Kerugian Negara Akibat PNBP Kehutanan Yang Tidak Dipungut Selama tahun 2003 sampai 2014,
Pemerintah memungut PNBP dengan
agregat sebesar US$ 3,23 milyar
(Rp 31,0 trilyun) dari Dana Reboisasi
(DR) dan komponen hutan alam dari
Provisi Sumber Daya Hutan (PSDH).
Namun, menurut model perhitungan
dalam kajian, Pemerintah
seharusnya memungut penerimaan
agregat sebesar US$ 9,73 -
12,25 milyar (Rp 93,9 - 118,0
trilyun) dari DR and PSDH selama tahun
2003–2014. Angka-angka tersebut menunjukkan bahwa total kerugian negara akibat pemungutan penerimaan DR and PSDH yang kurang maksimal mencapai US$ 6,47 - 8,98 milyar (Rp 62,8 - 86,9 trilyun) – atau rata- rata sebesar US$ 539 - 749 juta (Rp 5,24 - 7,24 trilyun) per tahun selama 12 tahun periode kajian.
Kerugian Negara Yang Bersumber Dari Nilai Komersial Kayu Yang Tidak Tercatat Kajian ini juga menghitung nilai komersial produksi kayu yang tidak tercatat, karena hasil hutan kayu yang terdapat pada kawasan hutan di bawah penatausahaan Pemerintah merupakan aset negara. Ketika produksi
kayu berizin dilaporkan dan DR dan PSDH dibayar menurut laporan hasil produksi, maka kayu menjadi aset privat. Menurut hukum Indonesia, kayu yang tidak tercatat menjadi aset negara yang dicuri, dan uang yang dihasilkan melalui penjualan kayu ini dapat dianggap baik kerugian negara maupun hasil kejahatan (proceeds of a crime). Agregat kerugian negara yang bersumber dari nilai komersial domestik untuk produksi kayu yang tidak tercatat selama periode tersebut mencapai US$ 60,7 - 81,4 milyar (Rp 598,0 - 799,3 trilyun), atau US$ 5,0 - 6,8 milyar (Rp 49,8 - 66,6 trilyun) per tahun. Nilai kerugian tahunan meningkat tajam selama periode kajian dari nilai terendah sebesar US$ 1,4 - 1,9 milyar (Rp 12,1 - 16,8 trilyun) pada tahun 2003, sampai nilai tertinggi sebesar US$ 7,7 - US$ 9,9 milyar (Rp 80,7 104,3 trilyun) pada tahun 2013. Peningkatan drastis tersebut didorong oleh perluasan pembukaan lahan secara komersial yang begitu cepat dan kenaikan harga kayu bulat yang cukup signifikan di pasar domestik dan pasar internasional. Menurut data ITTO, harga domestik kayu Meranti di Indonesia naik dari US$ 77 per m3 pada tahun 2003 menjadi US$ 244 per m3 pada tahun 2013.

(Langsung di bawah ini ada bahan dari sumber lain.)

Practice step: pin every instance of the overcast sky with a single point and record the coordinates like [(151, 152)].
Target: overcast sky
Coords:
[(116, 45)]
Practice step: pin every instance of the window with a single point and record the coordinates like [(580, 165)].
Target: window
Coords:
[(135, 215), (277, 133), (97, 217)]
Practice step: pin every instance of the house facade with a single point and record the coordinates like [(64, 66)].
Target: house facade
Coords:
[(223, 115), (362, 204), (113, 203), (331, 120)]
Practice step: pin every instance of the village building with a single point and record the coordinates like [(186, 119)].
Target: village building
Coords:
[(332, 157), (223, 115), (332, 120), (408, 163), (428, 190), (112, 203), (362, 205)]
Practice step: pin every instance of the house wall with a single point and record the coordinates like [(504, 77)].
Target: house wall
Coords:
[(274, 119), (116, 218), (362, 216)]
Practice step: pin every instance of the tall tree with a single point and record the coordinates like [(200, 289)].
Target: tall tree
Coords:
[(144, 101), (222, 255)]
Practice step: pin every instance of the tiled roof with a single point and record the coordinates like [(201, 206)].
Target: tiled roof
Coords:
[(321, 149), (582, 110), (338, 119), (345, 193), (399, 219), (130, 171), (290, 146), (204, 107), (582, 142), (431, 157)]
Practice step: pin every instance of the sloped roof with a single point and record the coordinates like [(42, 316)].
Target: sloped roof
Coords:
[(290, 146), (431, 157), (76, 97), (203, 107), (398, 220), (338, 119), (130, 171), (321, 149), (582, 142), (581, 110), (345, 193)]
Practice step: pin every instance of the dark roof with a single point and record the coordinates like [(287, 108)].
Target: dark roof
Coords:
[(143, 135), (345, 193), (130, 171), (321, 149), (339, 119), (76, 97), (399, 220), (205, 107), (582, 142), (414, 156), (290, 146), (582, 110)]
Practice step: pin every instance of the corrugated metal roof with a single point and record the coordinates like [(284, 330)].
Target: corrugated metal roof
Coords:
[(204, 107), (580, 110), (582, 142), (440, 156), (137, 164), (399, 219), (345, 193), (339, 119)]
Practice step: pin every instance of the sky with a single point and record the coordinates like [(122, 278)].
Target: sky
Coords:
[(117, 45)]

Kelemahan Sistem Penatausahaan Produksi Kayu dan Pemungutan PNBP Volume produksi kayu yang tidak tercatat dan kerugian negara yang begitu besar terjadi akibat kelemahan yang cukup signifikan pada sistem penatausahaan pemerintah atas pemanfaatan kayu dan pemungutan PNBP. Kelemahan-kelemahan utama yang diidentifikasi oleh studi ini meliputi:
1. Data perencanaan dan penatausahaan hasil hutan kayu yang diperlukan untuk pemungutan PNBP seringkali tidak lengkap, tidak konsisten, dan/atau tidak akurat, serta tidak digunakan secara efektif sebagai instrumen pengendalian.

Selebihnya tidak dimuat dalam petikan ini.